15 March 2008

Things That Make You Go Eeek!



I’ve been spending a lot of time on the dark side lately. No, not Bianca D’Arc’s side--splendid though that is. I’m talking about the darker edge of fantasy.

At least, that’s what people tell me. The funny thing is I don’t see it quite that way.

My work in progress, for example, is a contemporary retelling of the myth of Orpheus in Eurydice in which I drag poor the poor woman, limping on a rattler-bitten leg, from the pleasures of the Elysian Fields through the Underworld of the New York subway system. Along the way, she faces off against killer zombies, sulfur-driven infernal engines, and a fine collection of monsters, ghosts and ghouls. And I call it a comedy.

Well, it is her story, and she does make out okay.

But that’s not all of the reason. It seems I define “dark” a little differently than the people who define the genre rules. “Dark” to me involves a high squick factor with lots of body parts dismembered on screen and nameless horrors mutating into swarms of ravenous but less than particular insects. Killer signs and ambulatory pigeons with no heads? Aw shucks, ma’am, that’s just local color.

At least it is in my part of Virginia.

Before you ask, no, I don’t live in the hill country. So you can put away your banjos and DVDs of Deliverance right now. I’m Urban Girl, through and through. If it doesn’t have pavement, I don’t know where to put my spike heels. Roughing it consists of a hotel without room service.
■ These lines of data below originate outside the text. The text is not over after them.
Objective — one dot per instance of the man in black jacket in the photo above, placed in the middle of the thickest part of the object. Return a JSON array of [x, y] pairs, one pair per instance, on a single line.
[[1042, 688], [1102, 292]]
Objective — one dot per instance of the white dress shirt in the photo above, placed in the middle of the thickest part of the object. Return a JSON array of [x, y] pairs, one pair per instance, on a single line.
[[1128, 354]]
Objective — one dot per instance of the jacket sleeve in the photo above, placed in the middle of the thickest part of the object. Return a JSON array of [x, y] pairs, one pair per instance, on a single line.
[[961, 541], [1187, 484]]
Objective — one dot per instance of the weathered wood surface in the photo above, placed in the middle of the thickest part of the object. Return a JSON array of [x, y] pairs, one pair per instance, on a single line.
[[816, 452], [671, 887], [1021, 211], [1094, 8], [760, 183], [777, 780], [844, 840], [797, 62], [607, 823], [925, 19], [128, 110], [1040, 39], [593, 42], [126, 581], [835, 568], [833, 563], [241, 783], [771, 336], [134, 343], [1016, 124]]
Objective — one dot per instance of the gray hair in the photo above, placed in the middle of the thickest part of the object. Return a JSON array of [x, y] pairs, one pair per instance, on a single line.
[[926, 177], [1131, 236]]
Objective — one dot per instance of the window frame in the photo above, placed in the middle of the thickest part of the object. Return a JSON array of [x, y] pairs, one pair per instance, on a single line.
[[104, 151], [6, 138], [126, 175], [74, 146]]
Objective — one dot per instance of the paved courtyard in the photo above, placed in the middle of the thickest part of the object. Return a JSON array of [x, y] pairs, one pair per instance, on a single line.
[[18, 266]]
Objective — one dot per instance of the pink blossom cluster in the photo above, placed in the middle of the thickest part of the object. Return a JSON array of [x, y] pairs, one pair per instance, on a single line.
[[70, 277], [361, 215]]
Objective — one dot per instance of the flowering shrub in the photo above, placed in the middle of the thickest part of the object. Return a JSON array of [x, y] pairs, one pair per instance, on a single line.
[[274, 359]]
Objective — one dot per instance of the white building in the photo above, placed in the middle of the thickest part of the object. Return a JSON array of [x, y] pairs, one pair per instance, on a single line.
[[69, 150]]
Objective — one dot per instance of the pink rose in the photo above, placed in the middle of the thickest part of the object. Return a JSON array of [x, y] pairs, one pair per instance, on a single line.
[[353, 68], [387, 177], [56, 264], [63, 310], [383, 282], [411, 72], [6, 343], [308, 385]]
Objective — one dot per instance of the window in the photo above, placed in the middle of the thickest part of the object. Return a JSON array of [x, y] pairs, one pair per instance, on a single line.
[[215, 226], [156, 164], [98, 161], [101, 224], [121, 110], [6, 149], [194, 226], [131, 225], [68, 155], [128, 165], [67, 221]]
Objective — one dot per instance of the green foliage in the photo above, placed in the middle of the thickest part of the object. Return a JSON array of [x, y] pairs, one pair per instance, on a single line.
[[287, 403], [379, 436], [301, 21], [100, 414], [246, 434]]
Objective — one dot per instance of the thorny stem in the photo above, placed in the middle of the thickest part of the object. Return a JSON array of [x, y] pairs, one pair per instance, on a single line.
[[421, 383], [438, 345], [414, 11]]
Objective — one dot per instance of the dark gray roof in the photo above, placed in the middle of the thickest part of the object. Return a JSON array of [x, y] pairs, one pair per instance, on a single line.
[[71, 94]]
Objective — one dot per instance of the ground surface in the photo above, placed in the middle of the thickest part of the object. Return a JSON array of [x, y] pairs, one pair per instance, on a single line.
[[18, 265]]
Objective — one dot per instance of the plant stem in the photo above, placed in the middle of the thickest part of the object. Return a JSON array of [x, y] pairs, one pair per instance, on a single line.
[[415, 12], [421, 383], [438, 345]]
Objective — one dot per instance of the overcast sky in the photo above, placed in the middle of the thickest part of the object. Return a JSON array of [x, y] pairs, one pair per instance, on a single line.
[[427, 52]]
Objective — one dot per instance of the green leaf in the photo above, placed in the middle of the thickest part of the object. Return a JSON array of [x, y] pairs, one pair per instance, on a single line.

But strange things do abound even in the most civilized of places. Headless pigeons, for example. I met one on a walk along the bike path of our local part. I was lost in whatever daydream was playing through my head that October, not paying attention to where I was going until I nearly tripped over a bird body waddling slowly in my path. I stopped myself from stepping on it just in time.

That’s what caught my attention. The birds in my neighborhood are pretty fat and accustomed to hand-outs, but they blast off in a welter of flapping wings when something bigger than a squirrel threatens to fall on top of them. I looked down and realized the bird in front of me had no head, just a meat end of neck with a little bit of bone sticking out. Believe me, I checked all the telephone wires between there and the house, just in case something that didn’t know it was dead decided to get the drop on me.

Talking to my husband after I got home, I learned there are several well-documented cases of chickens living without heads for days, sometimes months. The most famous is Mike the Headless Chicken, who is honored every spring with his very own festival in Fruita, Colorado. Organizers call attending the festival “a no-brainer”, proving they share my mindless sense of humor as well as my affinity for stupid animal tricks.

The sign was, if anything, stranger than the pigeon. Imagine an underground parking garage in the middle of a sultry June night with no wind currents. None. It was sealed off from the outside by closed garage doors, and there was no air conditioning or venting to create currents in the concrete cavern. Yet there was this sign--an inch-thick metal plate three feet tall and as wide as a driveway, suspended on metal chains as wide as my wrist--doing a jig in the still, humid air. The metal screamed as it tried to tear itself from its moorings.

Eight years later, I still can’t offer any explanation for it. The people in the hotel connected to the garage had no clue. Local newspapers offered no tales of parking garage murders or desecrated cemeteries or Indian burial grounds. I’ve never found its equivalent on the ‘Net either. At least, I’ve never found anything with the kind of corroboration you find with stories of headless chickens.

No, I didn’t drive under the sign. I might be crazy enough to research headless birds and inquire politely of a hotel night clerk whether there’s a danger the hotel's signage might separate from its moorings. But I’m not quite stupid enough to drive under a shrieking sign.

Having survived both encounters undamaged, I find it hard to consider them dark. Weird, certainly. But not dark--at least, not necessarily. On the other hand, they provide great fodder for “what if” play. Consider, for example, what might happen if someone decided to hold a séance in a hotel parking garage. Or what kind of birds might populate the after life.

They also make it easy to explain why I write fantasy. Not that many people ask. The little ghost cat who shares our house usually takes care of that. I just wish it was a better mouser.